The “Why Me?” button could also be extended to content. When a friend or company shares a post, Facebook doesn’t just display it to everyone listed as the poster’s friend or follower. Facebook’s algorithms choose which friends and followers see it based on all sorts of parameters, usually related to the kind of content or how you’ve interacted with the friend in the past.

The “Why me?” button should explain all the data points that are used in the calculation and how they are weighted.

The current “Why Am I Seeing This Ad?” often says something like: “Company A wants to reach people ages 18 and older who live or were recently in the United States. This is information based on your Facebook profile and where you’ve connected to the internet.”

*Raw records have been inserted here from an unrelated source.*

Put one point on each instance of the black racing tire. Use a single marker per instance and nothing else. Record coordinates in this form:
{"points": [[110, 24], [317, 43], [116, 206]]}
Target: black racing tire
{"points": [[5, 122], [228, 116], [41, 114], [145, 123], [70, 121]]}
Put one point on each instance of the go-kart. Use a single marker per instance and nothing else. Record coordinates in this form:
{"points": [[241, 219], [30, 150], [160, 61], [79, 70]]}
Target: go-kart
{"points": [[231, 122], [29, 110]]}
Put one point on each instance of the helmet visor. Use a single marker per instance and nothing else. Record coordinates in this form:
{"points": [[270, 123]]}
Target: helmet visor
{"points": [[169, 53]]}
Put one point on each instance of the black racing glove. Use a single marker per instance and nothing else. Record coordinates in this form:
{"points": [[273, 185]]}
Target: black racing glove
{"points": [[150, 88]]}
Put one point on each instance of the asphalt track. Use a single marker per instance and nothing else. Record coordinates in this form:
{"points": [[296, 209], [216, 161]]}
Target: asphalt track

But it hardly tells you the whole story. Facebook doesn’t say so explicitly, but it allows companies to upload their own databases, cross-reference them with Facebook’s data and use that information to serve ads to users. It also doesn’t say how that other site originally got that information about who you are.

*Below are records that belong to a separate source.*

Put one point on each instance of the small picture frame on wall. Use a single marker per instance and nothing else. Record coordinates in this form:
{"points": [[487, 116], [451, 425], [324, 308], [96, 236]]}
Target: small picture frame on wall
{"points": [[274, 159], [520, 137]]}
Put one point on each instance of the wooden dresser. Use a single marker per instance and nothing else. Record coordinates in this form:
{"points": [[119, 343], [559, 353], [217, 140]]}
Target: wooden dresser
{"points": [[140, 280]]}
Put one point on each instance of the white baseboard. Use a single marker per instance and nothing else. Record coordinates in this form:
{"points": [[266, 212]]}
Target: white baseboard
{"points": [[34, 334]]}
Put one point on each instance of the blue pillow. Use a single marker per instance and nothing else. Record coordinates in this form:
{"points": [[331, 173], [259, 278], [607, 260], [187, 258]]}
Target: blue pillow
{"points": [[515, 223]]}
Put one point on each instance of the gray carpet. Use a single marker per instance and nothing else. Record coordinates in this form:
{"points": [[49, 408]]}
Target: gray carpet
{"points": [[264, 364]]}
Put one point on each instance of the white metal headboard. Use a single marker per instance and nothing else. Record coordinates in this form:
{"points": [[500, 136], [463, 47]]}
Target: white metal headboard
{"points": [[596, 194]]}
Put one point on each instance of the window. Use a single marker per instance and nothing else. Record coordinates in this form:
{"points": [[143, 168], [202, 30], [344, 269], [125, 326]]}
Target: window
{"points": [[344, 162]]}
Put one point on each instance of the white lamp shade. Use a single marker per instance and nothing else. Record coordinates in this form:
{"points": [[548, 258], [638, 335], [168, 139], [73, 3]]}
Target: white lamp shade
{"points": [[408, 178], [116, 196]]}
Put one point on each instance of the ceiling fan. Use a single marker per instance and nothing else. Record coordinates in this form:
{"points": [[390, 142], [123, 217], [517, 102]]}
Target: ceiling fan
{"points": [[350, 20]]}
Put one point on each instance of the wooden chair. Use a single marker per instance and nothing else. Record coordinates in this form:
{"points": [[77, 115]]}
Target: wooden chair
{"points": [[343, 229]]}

In fairness, the “Why me?” button might create all sorts of problems for Facebook, and its advertisers, too. It would allow users — and rivals — to reverse engineer much of the way the system works. And advertisers would probably object to the idea of making their targeting plans public. But that would be the cost of using such large public platforms with such exact targeting.

It has become something of a cliché, but in 1913, before he became a Supreme Court justice, Louis D. Brandeis said, “Sunlight is said to be the best of disinfectants.”